Houston,
04
November
2022
|
09:03 AM
America/Chicago

Hittinger and Wagner Contribute to Latest Book by Fr. William A. Wallace

A new, much-anticipated book by the late Fr. William A. Wallace, O.P. and published by the Catholic University of America Press is coming out this winter and names two University of St. Thomas-Houston individuals and a third as editors. They are Professor and Director of St. John Paul II Institute Dr. John Hittinger; UST alumnus and Assistant Professor of Philosophy at Aquinas College Dr. Daniel C. Wagner ’18; and Professor of Philosophy at Gonzaga University Dr. Michael Tkacz. All have a connection to the author of the book titled “Intelligibility of Nature: A William A. Wallace Reader.”  

Dr. Hittinger said, “Fr. Wallace was my teacher and mentor at Catholic University, and it was an honor to participate in editing his newest work. The book is a collection of essays edited by myself and Michael Tkacz, also a student of Fr. Wallace; and Dan Wagner, who received his Ph.D from the Center for Thomistic Studies at UST, was a student of both myself and Professor Tkacz.”

Fr. Wallace, who was a professor of philosophy at the Catholic University of America for many years, stands as “one of the most prolific Catholic scholars of the late twentieth century.” He has authored 16 books and more than 300 scholarly articles. In addition to his doctorates in philosophy and theology, he holds physics and electrical engineering degrees. Wallace was a central person in the revival of scientific realism.

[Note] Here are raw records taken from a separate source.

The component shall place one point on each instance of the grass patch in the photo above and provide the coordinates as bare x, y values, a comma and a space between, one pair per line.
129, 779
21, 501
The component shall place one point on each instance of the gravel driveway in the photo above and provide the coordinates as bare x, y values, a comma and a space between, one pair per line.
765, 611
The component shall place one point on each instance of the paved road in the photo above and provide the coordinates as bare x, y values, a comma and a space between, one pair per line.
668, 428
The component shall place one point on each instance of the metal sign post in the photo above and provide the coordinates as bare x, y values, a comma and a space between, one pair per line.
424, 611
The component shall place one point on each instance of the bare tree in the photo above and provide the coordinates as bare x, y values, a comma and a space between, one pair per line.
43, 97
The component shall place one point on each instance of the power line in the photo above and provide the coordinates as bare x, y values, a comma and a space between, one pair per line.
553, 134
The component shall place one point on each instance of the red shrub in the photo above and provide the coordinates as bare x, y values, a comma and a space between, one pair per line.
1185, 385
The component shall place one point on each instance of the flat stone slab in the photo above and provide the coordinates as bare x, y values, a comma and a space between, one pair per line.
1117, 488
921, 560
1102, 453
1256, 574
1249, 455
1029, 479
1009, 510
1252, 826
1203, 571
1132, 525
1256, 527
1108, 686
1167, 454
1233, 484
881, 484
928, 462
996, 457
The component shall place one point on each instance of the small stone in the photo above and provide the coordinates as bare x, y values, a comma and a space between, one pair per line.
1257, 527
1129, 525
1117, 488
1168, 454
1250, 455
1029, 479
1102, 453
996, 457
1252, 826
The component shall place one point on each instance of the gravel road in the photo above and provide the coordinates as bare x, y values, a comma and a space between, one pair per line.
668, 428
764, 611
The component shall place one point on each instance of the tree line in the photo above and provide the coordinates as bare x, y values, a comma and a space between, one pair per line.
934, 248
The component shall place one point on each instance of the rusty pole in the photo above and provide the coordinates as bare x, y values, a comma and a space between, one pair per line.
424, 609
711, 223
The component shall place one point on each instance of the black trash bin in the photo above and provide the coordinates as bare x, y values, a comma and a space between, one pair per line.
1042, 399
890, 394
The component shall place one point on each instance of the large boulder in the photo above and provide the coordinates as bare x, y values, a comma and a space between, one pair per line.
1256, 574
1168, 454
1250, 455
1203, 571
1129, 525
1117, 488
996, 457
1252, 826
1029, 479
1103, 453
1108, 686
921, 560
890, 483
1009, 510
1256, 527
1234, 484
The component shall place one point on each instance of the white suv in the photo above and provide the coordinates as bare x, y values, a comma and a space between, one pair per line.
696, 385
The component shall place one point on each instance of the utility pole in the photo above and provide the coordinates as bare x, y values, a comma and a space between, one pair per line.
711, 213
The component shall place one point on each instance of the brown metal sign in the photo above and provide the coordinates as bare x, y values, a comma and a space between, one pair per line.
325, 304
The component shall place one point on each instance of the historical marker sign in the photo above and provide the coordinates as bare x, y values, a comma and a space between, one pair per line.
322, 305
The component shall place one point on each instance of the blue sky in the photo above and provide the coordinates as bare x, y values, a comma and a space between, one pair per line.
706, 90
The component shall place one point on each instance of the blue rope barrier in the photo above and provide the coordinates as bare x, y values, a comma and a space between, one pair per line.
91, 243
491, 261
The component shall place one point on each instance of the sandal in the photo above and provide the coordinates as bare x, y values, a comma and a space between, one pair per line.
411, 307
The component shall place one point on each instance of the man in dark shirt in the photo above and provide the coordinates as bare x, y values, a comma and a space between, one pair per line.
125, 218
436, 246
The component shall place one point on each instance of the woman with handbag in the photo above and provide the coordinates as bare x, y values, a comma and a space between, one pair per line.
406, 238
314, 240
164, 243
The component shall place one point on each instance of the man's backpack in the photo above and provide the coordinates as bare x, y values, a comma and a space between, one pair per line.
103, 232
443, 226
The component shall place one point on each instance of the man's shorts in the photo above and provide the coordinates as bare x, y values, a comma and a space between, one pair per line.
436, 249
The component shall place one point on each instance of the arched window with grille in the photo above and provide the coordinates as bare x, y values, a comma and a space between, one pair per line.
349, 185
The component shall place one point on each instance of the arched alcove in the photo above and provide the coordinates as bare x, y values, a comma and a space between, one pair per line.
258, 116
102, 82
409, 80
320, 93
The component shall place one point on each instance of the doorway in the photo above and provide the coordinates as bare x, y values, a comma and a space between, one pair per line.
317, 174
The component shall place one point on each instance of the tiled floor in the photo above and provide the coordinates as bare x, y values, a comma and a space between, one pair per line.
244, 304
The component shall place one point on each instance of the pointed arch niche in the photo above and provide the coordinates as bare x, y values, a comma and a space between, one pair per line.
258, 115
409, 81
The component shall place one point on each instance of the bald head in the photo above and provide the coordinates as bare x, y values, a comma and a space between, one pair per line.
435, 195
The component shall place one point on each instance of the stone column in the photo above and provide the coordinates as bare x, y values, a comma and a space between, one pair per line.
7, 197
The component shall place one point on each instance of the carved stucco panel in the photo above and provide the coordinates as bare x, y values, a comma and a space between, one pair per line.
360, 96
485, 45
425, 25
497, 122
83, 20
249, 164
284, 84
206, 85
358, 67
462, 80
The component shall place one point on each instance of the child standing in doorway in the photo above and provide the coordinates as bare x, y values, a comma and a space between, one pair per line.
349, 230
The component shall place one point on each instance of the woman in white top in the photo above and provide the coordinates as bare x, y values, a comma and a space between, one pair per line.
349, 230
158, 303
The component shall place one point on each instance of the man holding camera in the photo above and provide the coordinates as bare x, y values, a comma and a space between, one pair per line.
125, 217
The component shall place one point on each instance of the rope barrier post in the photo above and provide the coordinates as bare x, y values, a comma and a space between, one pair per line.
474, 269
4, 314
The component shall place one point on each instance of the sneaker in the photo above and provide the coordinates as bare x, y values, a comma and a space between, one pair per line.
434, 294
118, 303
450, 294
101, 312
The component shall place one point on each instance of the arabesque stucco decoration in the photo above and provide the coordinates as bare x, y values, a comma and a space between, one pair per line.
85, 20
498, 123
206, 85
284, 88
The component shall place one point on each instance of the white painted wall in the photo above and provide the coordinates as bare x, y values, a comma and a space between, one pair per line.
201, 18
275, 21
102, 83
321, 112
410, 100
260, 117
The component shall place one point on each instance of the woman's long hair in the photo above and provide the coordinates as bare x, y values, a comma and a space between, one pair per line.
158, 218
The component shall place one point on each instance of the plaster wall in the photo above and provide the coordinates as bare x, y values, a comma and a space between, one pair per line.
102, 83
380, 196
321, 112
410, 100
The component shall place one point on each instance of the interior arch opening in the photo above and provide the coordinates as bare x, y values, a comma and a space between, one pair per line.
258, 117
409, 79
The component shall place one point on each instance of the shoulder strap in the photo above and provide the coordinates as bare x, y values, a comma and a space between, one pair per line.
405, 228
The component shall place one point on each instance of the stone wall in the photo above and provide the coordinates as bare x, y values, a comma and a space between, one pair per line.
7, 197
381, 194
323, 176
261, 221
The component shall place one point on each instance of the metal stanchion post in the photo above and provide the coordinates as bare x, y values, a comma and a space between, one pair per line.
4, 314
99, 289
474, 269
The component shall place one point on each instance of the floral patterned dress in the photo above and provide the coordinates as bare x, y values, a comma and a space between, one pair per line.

“Intelligibility of Nature” contains 29 previously published essays written over the past 40 years and not readily accessible. They are divided into five groups. One reviewer, Steven Baldner of St. Francis Xavier University, wrote, “…will be very useful to philosophers, scholars, graduate students, undergraduates, and general readers.”

“Fr. Wallace’s retrieval of the philosophy of nature of Aristotle and Aquinas is itself a major achievement; but in addition, he showed the historic influence of Aristotle on Galileo and other figures in the history of science and he applied its principles to some pressing issues in contemporary philosophy of science. These essays open up for the reader these achievements of his great scholarly career,” Dr. Hittinger said.